After assembly, run quast to generate a report that gives you information about about the quality of your assembly.
module load quast
quast.py -o quast_MM17-34 MM17_34_assembly/contigs.fasta
- original sequencing reads
- final quality-filtered reads used for assembly
- fastqc of original raw sequencing reads
- fastqc of final quality-filtered reads used for assembly
- quast report (pdf)
- fasta of assembled genome (rename it with strain name, for example, "MM17-34_contigs.fasta" instead of "contigs.fasta")
- MiGA Online results: Genus (or lowest taxonomy with high certainty), % Completeness, % Contamination, Quality rating (High, Excellent)

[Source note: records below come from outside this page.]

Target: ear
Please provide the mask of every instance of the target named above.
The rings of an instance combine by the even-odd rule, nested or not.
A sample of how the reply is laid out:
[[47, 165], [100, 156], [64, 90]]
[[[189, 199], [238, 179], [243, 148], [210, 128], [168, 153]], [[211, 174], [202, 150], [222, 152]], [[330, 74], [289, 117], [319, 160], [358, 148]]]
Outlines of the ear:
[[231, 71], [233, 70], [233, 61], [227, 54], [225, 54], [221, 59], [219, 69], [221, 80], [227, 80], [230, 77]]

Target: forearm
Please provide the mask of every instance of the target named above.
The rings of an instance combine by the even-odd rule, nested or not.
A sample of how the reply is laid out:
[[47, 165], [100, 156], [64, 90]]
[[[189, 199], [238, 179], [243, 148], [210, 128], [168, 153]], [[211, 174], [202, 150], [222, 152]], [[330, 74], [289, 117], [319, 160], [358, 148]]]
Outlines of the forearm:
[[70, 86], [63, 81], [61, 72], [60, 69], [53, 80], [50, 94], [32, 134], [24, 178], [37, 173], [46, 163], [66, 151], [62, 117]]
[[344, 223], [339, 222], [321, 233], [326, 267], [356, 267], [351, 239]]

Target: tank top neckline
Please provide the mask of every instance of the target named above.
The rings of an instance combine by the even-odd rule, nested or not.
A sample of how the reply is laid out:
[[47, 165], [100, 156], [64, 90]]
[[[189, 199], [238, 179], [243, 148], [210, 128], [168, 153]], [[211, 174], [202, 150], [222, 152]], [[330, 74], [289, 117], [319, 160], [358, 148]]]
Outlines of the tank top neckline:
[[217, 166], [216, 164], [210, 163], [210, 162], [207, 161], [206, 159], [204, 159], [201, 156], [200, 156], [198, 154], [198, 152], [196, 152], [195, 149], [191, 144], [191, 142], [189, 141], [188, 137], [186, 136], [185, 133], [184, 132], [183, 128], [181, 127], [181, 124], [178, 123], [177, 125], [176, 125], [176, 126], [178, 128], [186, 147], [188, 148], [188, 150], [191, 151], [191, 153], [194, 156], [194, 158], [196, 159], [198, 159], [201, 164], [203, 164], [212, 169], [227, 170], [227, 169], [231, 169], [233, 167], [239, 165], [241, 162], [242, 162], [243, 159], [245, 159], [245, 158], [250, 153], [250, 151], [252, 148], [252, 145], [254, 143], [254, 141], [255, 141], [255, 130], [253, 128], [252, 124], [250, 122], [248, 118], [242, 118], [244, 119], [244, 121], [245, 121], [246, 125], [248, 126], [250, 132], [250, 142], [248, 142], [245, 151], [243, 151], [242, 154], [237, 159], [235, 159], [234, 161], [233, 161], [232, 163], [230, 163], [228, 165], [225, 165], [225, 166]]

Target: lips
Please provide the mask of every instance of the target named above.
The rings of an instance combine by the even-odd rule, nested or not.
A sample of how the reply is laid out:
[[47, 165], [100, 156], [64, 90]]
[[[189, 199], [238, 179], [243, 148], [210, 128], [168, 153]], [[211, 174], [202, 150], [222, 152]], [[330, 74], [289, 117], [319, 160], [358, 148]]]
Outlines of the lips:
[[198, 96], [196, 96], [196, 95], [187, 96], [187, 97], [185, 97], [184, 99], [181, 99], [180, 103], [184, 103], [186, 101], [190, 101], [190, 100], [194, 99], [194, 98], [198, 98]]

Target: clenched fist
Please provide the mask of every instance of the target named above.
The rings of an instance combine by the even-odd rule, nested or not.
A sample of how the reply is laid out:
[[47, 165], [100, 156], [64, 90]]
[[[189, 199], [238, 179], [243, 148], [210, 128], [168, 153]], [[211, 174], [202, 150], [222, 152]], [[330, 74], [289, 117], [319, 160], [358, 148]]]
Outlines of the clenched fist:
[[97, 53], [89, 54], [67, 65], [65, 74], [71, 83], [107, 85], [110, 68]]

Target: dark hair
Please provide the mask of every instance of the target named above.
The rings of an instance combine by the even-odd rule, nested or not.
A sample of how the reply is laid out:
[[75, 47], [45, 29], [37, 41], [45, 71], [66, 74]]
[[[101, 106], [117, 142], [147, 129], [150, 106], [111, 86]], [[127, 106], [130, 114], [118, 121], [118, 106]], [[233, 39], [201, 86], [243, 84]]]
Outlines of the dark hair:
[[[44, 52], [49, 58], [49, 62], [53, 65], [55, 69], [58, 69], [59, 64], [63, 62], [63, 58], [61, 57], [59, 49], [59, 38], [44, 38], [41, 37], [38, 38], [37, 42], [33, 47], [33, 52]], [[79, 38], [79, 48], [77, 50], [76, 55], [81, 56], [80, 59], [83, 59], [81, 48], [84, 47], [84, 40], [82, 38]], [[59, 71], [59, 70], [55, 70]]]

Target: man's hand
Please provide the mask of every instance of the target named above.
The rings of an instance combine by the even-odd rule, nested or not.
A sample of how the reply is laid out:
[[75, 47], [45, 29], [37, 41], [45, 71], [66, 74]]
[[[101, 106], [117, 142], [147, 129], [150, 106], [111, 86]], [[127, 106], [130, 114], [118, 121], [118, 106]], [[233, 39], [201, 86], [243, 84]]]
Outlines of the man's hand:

- annotation of genes - prokka (hipergator) - will give you annotated .fna, annotated .faa, total genome length, total coding sequences (CDS), etc and/or submit to IMG/MER (see below) that will give similar products (but it takes time to go through their system).
module load prokka
prokka --outdir samplename_prokka/ --prefix samplename samplename.fasta
- pangenome analysis (only for genomes in the same genus) - roary (input = directory of .gff files from prokka)
module load roary
roary -e --mafft -i 90 -r *.gff
module load fasttree
FastTree -nt -gtr core_gene_alignment.aln > core_gene_tree.newick
visualize the output of roary with phandango
-
Pangenomes: calculate Average Nucleotide Identity (ANI) pairwise or in batches
-
Pangenomes: calculate digital DNA-DNA Hybridization (dDDH)
-
Find antibiotics & secondary metabolites: antiSMASH analysis - web-based or on hipergator
-
Find carbohydrate active enzymes (CAZyme annotation) - dbCA metaserver
-
Find Virulence Factors for genera related to human pathogens (Rickettsia, Vibrio, Clostridia): VFDB (Virulence Factor Database)
-
submit original sequencing reads to NCBI's Sequence Read Archive
-
submit genome to GenBank
-
optional: submit genome to IMG/MER for comparative tools, looking at gene neighborhoods, multiple annotations (COG, KEGG, pfam, enzyme #s, etc), map gene presence on KEGG pathways.